Regarding the treatment period, Figure 3 shows that 30.6% of the population used plants at least one time from the beginning of the pandemic up to the date of investigation, 23.1% once a week, 13.9% once a day, and 9.3% every day during the outbreak.

3.3. Toxic Plants

The empiric use of plants for medication is always linked to risks of toxicity [29]. Our results showed that 5 out of 21 plants used by the Moroccan population for treating or preventing COVID-19 were listed to be toxic (Table 5).

Concerning the toxicity of Artemisia herba-alba, a study by Abderrahman and Shbailat showed harmful effects on the division of bone marrow cells and the induction of chromatid exchanges at doses of 375 and 500 μg ml−1 [30], while another study mentioned the potential renal toxicity of this plant [31]. N. oleander is known for its toxicity due to the presence of cardiac glycosides in all plant parts. Cardiac glycosides inhibit Na+/Ka + ATPase pumps in cardiac cells, which lead to hyperkalemia [3234].

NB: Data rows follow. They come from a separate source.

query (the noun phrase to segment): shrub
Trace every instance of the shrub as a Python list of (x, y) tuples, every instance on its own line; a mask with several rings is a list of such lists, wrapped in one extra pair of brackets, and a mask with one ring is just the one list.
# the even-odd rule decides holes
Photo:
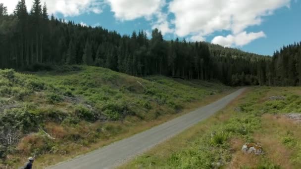
[(36, 63), (31, 66), (25, 67), (24, 70), (31, 72), (50, 71), (53, 70), (53, 68), (50, 64)]
[(1, 70), (0, 71), (0, 76), (7, 79), (10, 81), (14, 80), (15, 77), (15, 72), (13, 69), (4, 69), (3, 70)]
[(120, 115), (118, 112), (112, 110), (105, 110), (103, 114), (110, 120), (116, 121), (120, 119)]
[(228, 137), (229, 133), (225, 131), (219, 131), (211, 137), (210, 143), (214, 146), (219, 146), (224, 144)]
[(51, 104), (55, 104), (63, 100), (63, 97), (55, 93), (49, 93), (46, 95), (46, 99)]
[(90, 122), (97, 120), (94, 113), (82, 105), (79, 105), (75, 108), (75, 113), (76, 116), (80, 119)]
[(26, 108), (6, 110), (0, 114), (0, 126), (11, 126), (25, 133), (36, 130), (41, 118), (28, 111)]
[(52, 141), (46, 135), (34, 134), (23, 137), (17, 149), (23, 154), (39, 155), (50, 152), (53, 145)]
[(27, 80), (26, 82), (25, 86), (32, 90), (44, 90), (45, 89), (45, 84), (35, 79)]

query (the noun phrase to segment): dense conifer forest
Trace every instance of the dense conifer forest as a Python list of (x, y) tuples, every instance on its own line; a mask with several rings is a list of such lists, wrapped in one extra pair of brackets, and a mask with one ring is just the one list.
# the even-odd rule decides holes
[(155, 29), (121, 35), (50, 17), (34, 0), (28, 13), (20, 0), (13, 14), (0, 3), (0, 68), (37, 71), (57, 64), (84, 64), (135, 76), (161, 75), (218, 80), (232, 85), (301, 85), (300, 43), (283, 46), (273, 57), (205, 42), (163, 40)]

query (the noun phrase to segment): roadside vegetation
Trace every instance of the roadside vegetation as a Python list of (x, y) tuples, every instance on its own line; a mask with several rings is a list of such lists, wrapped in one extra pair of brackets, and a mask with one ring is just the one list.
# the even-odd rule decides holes
[(13, 167), (35, 155), (36, 165), (57, 163), (54, 157), (61, 161), (100, 146), (94, 144), (139, 132), (135, 128), (151, 127), (148, 122), (167, 120), (186, 104), (231, 88), (199, 80), (142, 79), (100, 67), (53, 70), (0, 71), (0, 166)]
[[(300, 87), (251, 87), (216, 115), (120, 168), (299, 169), (301, 103)], [(246, 143), (259, 143), (263, 154), (243, 152)]]

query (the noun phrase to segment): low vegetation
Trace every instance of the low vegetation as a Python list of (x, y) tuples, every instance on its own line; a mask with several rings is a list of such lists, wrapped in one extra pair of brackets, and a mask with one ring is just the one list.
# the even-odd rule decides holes
[[(129, 128), (176, 114), (186, 104), (230, 88), (161, 76), (144, 79), (99, 67), (0, 70), (0, 166), (24, 157), (70, 156)], [(39, 158), (38, 158), (39, 159)], [(39, 160), (38, 160), (39, 161)]]
[[(301, 102), (300, 87), (252, 87), (215, 116), (121, 168), (218, 168), (218, 163), (232, 169), (298, 169)], [(261, 144), (264, 154), (242, 152), (248, 142)]]

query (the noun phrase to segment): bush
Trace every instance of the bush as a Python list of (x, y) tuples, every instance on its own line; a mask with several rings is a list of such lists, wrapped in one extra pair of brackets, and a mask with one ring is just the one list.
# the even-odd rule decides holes
[(13, 81), (15, 79), (15, 72), (13, 69), (4, 69), (0, 71), (0, 76), (6, 78), (10, 81)]
[(97, 120), (95, 115), (86, 107), (79, 105), (75, 108), (75, 115), (80, 119), (94, 122)]
[(224, 144), (229, 137), (229, 133), (224, 131), (219, 131), (211, 137), (210, 140), (211, 145), (218, 146)]
[(26, 67), (24, 68), (24, 70), (30, 72), (39, 72), (39, 71), (50, 71), (52, 70), (52, 65), (49, 63), (36, 63), (33, 65)]
[(53, 145), (52, 141), (46, 135), (34, 134), (23, 137), (17, 149), (23, 154), (39, 155), (50, 152)]
[(44, 90), (45, 89), (45, 84), (35, 79), (29, 79), (26, 81), (25, 86), (31, 89)]
[(46, 99), (51, 104), (55, 104), (63, 100), (63, 97), (57, 94), (49, 93), (46, 95)]
[(0, 114), (0, 126), (11, 126), (24, 133), (37, 129), (41, 118), (28, 111), (26, 108), (6, 110)]

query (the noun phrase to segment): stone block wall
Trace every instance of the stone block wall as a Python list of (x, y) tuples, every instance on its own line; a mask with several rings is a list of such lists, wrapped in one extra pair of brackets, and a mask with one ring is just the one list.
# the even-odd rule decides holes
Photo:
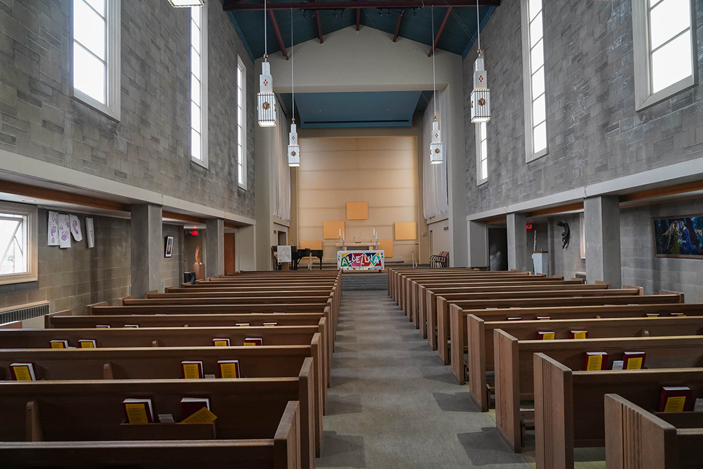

Pistacia lentiscus is also a toxic plant whose oils cause a decrease in hepatic cytochrome P450 activity. Subacute administration of P. lentiscus extract in rats results in hepatic fibrosis and mild cholestasis [3537]. Little research mentions the toxicity of Olea europaea. However, administration of the leaf extract of this plant for a longer period may lead to liver and kidney damage as reported in previous works [38, 39]. Furthermore, Juniperus thurifera oils can cause severe gastrointestinal irritation and intense congestion of the genitourinary system and intestines [40].

4. Conclusion

The present study documented medicinal plants used by the Moroccan population against COVID-19. The results showed that many plants used to fight the causative agents of the severe acute respiratory syndrome, including Artemisia herba-alba and Nerium oleander. Notably, antiviral activity of most reported plants has been confirmed against some viruses elsewhere, but no activity has been yet approved in in vivo studies. Some toxic pants were included in natural preparations used by the Moroccans to control SARS-CoV-2, and hence people should pay more attention to the non-approved natural products.

Data Availability

The data used to support the findings of this study are included within the article.

Conflicts of Interest

The authors declare that they have no conflicts of interest.

Acknowledgments

This study was supported by the Researchers Supporting Project (RSP-2022R437), King Saud University, Riyadh, Saudi Arabia. The authors are grateful for the support.